İZTO, İzmir’in en zengin, bununla orantılı olarak da en güçlü odası. Güç demişken bunu yalnızca kasasındaki paraya bağlamak çok gerçekçi olmaz. Ki bunun örneklerini görüyoruz. Ama, İZTO’yu bu kadar popüler yapan en önemli etkenler arasında Yönetim Kurulu Başkanı Ekrem Demirtaş’ı saymamak haksızlık olur. Ama önce, yarışı bu kadar gündeme oturtan ne, ona bakalım. Demirtaş’ın rakibi Alaattin Yüksel. Yükseliş Hyundai’nin sahibi ve sigorta sektöründe de olan Yüksel’in iş adamından çok siyasi kimliği ön plana çıkmış. Meclis seçimlerinde de, sonuç her ne kadar istediği gibi olmadıysa da politik deneyimin işe yaradığını herkese kabul ediyor.
Yüksel, İZTO adaylığı ile iş adamı sıfatını daha fazla ön plana çıkarma çabasında. Malum Büyükşehir Belediye Başkanı Aziz Kocaoğlu ile Demirtaş’ın arası pek iyi değil. Yüksel, Kocaoğlu’nun yakın arkadaşı. Hal böyle olunca, "Perde arkasında hesaplaşma mı var" diye soruluyor. Kocaoğlu’na yakın çevreler bunun böyle olmadığını söylüyor. Sonuç: Meclis seçimlerinde istediğini bulamadı ama yönetim kurulu başkanlığı için iddiasını sürdürüyor.

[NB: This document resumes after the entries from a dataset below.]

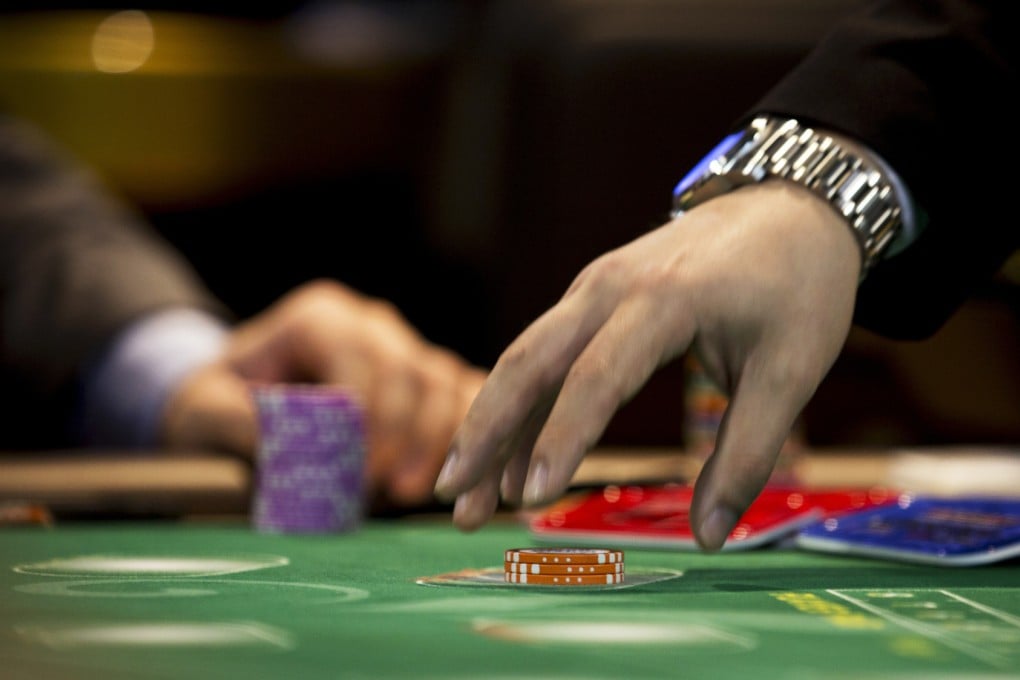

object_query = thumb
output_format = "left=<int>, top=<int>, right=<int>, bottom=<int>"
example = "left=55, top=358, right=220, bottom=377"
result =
left=161, top=364, right=258, bottom=458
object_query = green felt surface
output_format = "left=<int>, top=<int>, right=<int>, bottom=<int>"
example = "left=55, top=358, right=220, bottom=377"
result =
left=0, top=518, right=1020, bottom=680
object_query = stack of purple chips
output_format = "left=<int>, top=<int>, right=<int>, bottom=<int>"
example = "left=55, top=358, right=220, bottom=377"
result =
left=252, top=384, right=365, bottom=533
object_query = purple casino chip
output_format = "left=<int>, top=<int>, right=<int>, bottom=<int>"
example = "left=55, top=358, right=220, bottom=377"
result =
left=252, top=384, right=365, bottom=533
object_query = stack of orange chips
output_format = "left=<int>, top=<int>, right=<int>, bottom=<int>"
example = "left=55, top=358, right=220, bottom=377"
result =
left=503, top=547, right=623, bottom=586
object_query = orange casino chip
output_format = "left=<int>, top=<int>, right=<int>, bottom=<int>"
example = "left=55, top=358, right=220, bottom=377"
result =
left=503, top=547, right=623, bottom=565
left=503, top=562, right=623, bottom=575
left=503, top=572, right=623, bottom=586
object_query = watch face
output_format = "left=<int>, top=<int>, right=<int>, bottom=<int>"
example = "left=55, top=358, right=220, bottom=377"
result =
left=673, top=130, right=745, bottom=200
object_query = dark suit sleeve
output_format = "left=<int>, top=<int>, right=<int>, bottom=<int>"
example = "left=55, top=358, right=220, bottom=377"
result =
left=0, top=114, right=222, bottom=446
left=755, top=0, right=1020, bottom=338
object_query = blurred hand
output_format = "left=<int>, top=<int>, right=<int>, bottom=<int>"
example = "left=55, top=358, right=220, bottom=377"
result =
left=162, top=280, right=485, bottom=506
left=436, top=181, right=861, bottom=550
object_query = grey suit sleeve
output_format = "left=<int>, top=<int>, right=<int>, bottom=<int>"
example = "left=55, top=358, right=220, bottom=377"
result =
left=0, top=114, right=223, bottom=409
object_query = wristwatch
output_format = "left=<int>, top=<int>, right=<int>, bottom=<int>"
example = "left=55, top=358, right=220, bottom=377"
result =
left=672, top=115, right=902, bottom=277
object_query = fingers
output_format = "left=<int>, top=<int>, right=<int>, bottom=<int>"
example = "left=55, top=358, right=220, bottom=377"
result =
left=523, top=296, right=694, bottom=506
left=160, top=364, right=258, bottom=458
left=691, top=360, right=817, bottom=551
left=383, top=365, right=471, bottom=506
left=436, top=300, right=602, bottom=503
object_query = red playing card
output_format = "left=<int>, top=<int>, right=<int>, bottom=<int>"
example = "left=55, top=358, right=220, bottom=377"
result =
left=530, top=484, right=896, bottom=551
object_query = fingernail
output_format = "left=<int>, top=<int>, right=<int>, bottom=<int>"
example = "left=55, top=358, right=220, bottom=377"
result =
left=524, top=461, right=549, bottom=505
left=701, top=506, right=738, bottom=551
left=436, top=449, right=459, bottom=492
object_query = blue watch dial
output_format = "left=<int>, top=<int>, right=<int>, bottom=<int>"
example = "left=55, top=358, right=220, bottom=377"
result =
left=673, top=132, right=745, bottom=199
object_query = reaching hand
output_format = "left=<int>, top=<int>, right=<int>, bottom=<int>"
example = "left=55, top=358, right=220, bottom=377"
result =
left=163, top=281, right=485, bottom=506
left=436, top=181, right=861, bottom=550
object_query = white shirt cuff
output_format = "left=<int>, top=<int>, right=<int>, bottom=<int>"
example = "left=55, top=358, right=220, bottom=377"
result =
left=78, top=308, right=228, bottom=448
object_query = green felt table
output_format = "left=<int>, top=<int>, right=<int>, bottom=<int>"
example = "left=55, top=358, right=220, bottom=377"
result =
left=0, top=517, right=1020, bottom=680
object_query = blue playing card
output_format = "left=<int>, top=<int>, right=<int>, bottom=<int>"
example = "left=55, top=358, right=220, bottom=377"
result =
left=795, top=495, right=1020, bottom=566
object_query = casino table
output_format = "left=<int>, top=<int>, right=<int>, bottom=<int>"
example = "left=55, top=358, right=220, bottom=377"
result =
left=0, top=514, right=1020, bottom=680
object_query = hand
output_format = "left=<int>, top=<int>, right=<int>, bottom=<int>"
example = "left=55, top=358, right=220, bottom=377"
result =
left=163, top=281, right=485, bottom=506
left=436, top=181, right=861, bottom=551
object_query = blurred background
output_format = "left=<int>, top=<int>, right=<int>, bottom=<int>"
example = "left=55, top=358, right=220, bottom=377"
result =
left=0, top=0, right=1020, bottom=447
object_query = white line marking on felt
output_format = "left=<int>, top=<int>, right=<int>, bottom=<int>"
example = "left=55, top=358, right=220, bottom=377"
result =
left=938, top=590, right=1020, bottom=628
left=825, top=589, right=1010, bottom=666
left=11, top=555, right=291, bottom=577
left=15, top=621, right=294, bottom=649
left=14, top=578, right=369, bottom=605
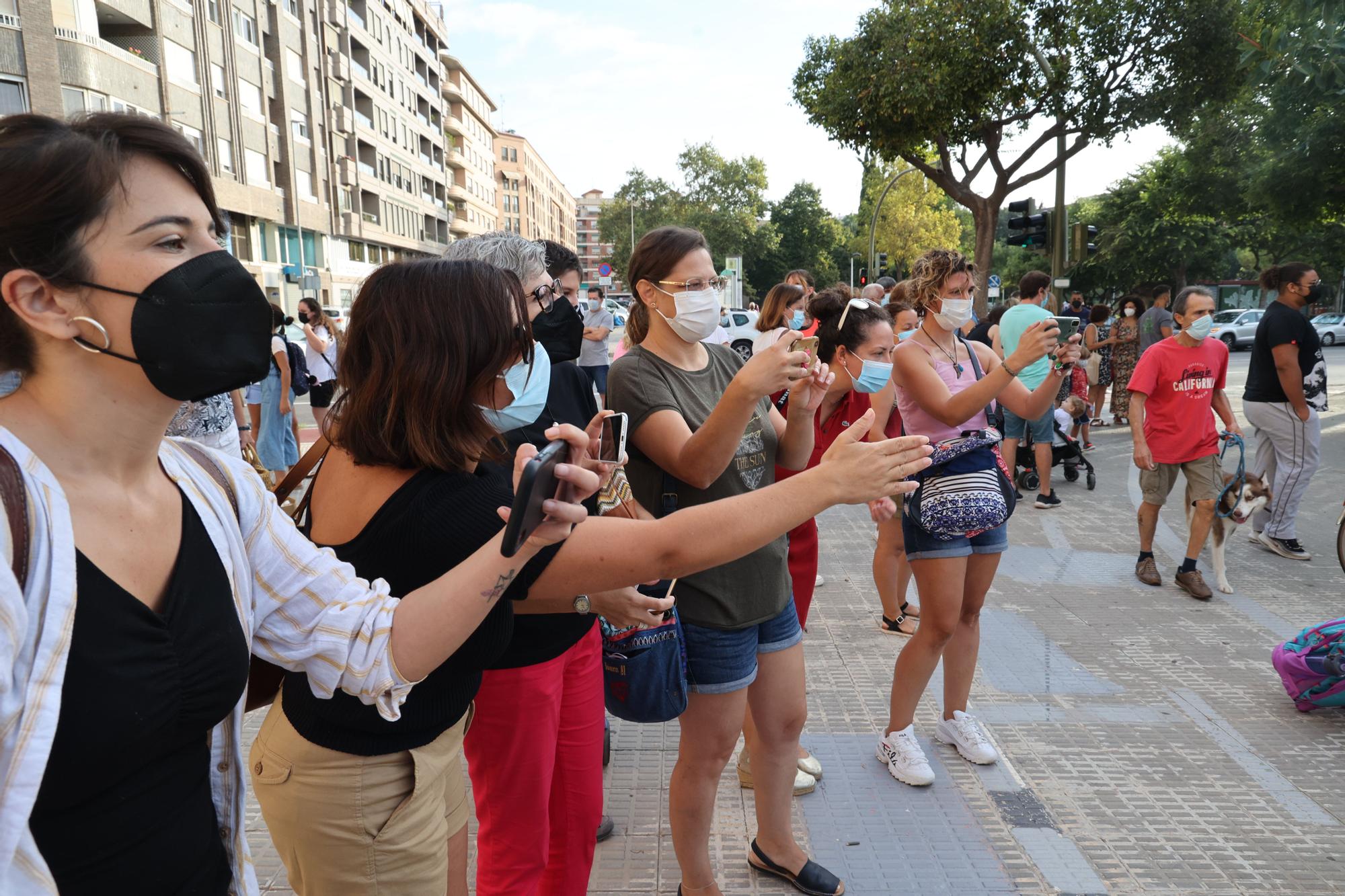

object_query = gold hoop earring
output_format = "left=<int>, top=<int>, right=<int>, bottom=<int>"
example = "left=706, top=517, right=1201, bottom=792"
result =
left=70, top=317, right=112, bottom=355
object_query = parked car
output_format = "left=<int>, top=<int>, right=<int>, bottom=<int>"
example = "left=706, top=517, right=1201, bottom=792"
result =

Demirtaş, yıllardır kurumun başında. İZTO’nun bugünkü popülerliğini Demirtaş’tan soyutlamak imkansız. Kısır döngüdeki, "İzmir için" çabalarında da gruptan ayrılarak ortaya bir şeyler koyması da önemli özellik. EXPO, kurvaziyer, üniversite, İzair, EFE... Beğenin ya da beğenmeyin, bunlar İzmir’e kazandırdıkları. Bu yüzden, doğal olarak seveni de var, sevmeyeni de. Sonuç: Meclis seçimlerinden güçlü çıktı. Cumartesinin en güçlü adayı.
Bütün iddialar arasında, cumartesinin çok renkli geçeceği belli. Ama sonuç ne olursa olsun, İzmir’e yakışsın.